There is a monthly introductory level dance class given by the Society for Creative Anachronism, an historical recreation society devoted to the Middle Ages and Renaissance. It is usually given on the third Tuesday of the month (Wednesday, from May to August), held after their meeting. More information should be available on the webpage of the Toronto group, which is known as The Royal City of Eoforwic. Attendance at SCA activities is not restricted to members. For more information on the type of dances covered, here is my old introductory dance page. I am not currently teaching these classes, so the content will vary.

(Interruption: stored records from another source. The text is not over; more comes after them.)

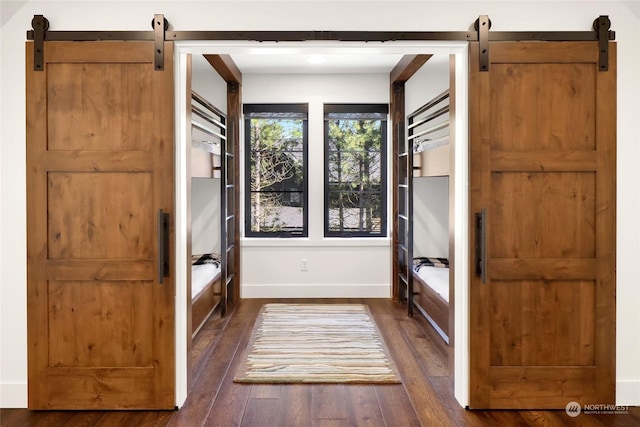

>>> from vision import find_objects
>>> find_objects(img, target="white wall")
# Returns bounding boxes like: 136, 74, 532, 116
0, 0, 640, 407
191, 178, 220, 255
191, 54, 227, 254
413, 176, 449, 258
405, 55, 449, 258
241, 74, 391, 298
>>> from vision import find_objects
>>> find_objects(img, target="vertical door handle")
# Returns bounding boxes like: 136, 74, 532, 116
158, 209, 169, 284
476, 208, 487, 283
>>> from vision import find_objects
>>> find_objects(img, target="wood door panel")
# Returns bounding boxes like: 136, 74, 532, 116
48, 172, 156, 260
26, 41, 175, 409
491, 64, 598, 151
489, 172, 596, 258
490, 281, 595, 366
490, 366, 597, 409
47, 376, 154, 409
469, 42, 616, 409
47, 281, 153, 368
47, 63, 154, 151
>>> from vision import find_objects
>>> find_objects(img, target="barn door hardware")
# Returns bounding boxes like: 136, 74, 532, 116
473, 15, 491, 71
151, 14, 169, 71
31, 15, 49, 71
475, 208, 487, 283
158, 209, 169, 284
27, 14, 616, 71
593, 15, 611, 71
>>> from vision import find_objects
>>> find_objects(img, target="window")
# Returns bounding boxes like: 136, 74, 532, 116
244, 104, 308, 237
324, 104, 389, 237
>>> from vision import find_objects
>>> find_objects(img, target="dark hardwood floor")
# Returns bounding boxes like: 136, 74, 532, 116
0, 299, 640, 427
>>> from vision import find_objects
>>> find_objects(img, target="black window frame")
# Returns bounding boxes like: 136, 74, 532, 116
323, 103, 389, 238
243, 103, 309, 238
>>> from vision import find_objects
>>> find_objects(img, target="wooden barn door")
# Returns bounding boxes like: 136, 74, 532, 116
26, 41, 175, 409
469, 42, 616, 409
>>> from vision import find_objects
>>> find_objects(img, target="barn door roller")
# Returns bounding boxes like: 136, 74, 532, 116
27, 14, 616, 71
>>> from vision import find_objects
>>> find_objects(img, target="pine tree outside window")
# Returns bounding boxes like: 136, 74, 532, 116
324, 104, 388, 237
244, 104, 308, 237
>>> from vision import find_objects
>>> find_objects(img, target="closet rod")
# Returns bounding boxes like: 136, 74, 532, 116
191, 105, 227, 130
413, 135, 449, 154
407, 105, 449, 129
409, 89, 449, 117
407, 122, 449, 141
191, 91, 227, 119
191, 122, 227, 141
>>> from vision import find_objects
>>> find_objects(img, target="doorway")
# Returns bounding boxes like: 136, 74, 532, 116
174, 41, 469, 406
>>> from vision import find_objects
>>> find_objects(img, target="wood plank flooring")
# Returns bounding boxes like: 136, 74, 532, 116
0, 299, 640, 427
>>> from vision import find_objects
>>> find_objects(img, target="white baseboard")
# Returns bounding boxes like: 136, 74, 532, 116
616, 380, 640, 406
0, 382, 28, 409
240, 284, 391, 299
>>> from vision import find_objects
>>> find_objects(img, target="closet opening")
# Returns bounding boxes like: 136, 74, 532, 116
175, 41, 469, 410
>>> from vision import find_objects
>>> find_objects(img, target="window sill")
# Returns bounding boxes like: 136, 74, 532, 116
240, 237, 391, 248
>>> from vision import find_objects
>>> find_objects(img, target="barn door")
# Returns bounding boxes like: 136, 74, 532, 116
469, 42, 616, 409
26, 41, 175, 409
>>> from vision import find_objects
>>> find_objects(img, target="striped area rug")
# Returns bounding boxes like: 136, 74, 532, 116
234, 304, 401, 384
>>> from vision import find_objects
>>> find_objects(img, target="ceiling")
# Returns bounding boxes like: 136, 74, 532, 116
193, 51, 420, 74
232, 53, 402, 74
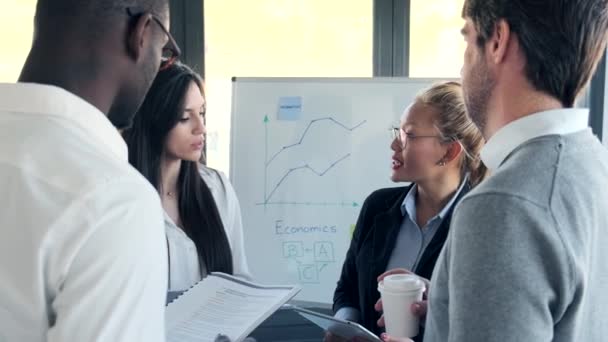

A more intensive dance class is held on some Friday nights, given by the University of Toronto's Renaissance Dance Club. Beginners are welcome, but some previous music or dance experience, or a casual indifference to making a fool of oneself, helps. The classes are currently given at Hart House, on Hart House Circle. The room we get varies - check the electronic board above the Porter's office, at the South West entrance. When we have a room we usually start at 7:00 PM or sometimes 7:30, and go to about 9:30. For the current dates, email me at email@example.com
Warming-up is advised, but everyone is responsible for their owm, as I do not run one. We start with step practice, and then work on dances, generally from the 15th-century Italian repertoire, though other periods are sometimes covered. The dances are taught on an ongoing basis, so one dance may be introduced, while another may be only reviewed, as it has been taught at the last few practices. Because of this, newcomers can not count on participating in all the dances when they first attend, but there will always be at least one dance at the beginning taught completely.
For the Friday class, some sort of dance shoe is advised. You need to be able to pivot (so the sole should be smooth enough to do so - rubber soles can be dangerous as they grip too much), and to be able to move forward, sideways and backward at speed. (High heels, platform shoes, and sports shoes with a base that widens are all potentially dangerous.) Chinese slippers are a cheap alternative which is reasonably effective. However, the floors are rather slippery in some rooms, so it may be better to bring more than one pair to try out, if you have them available.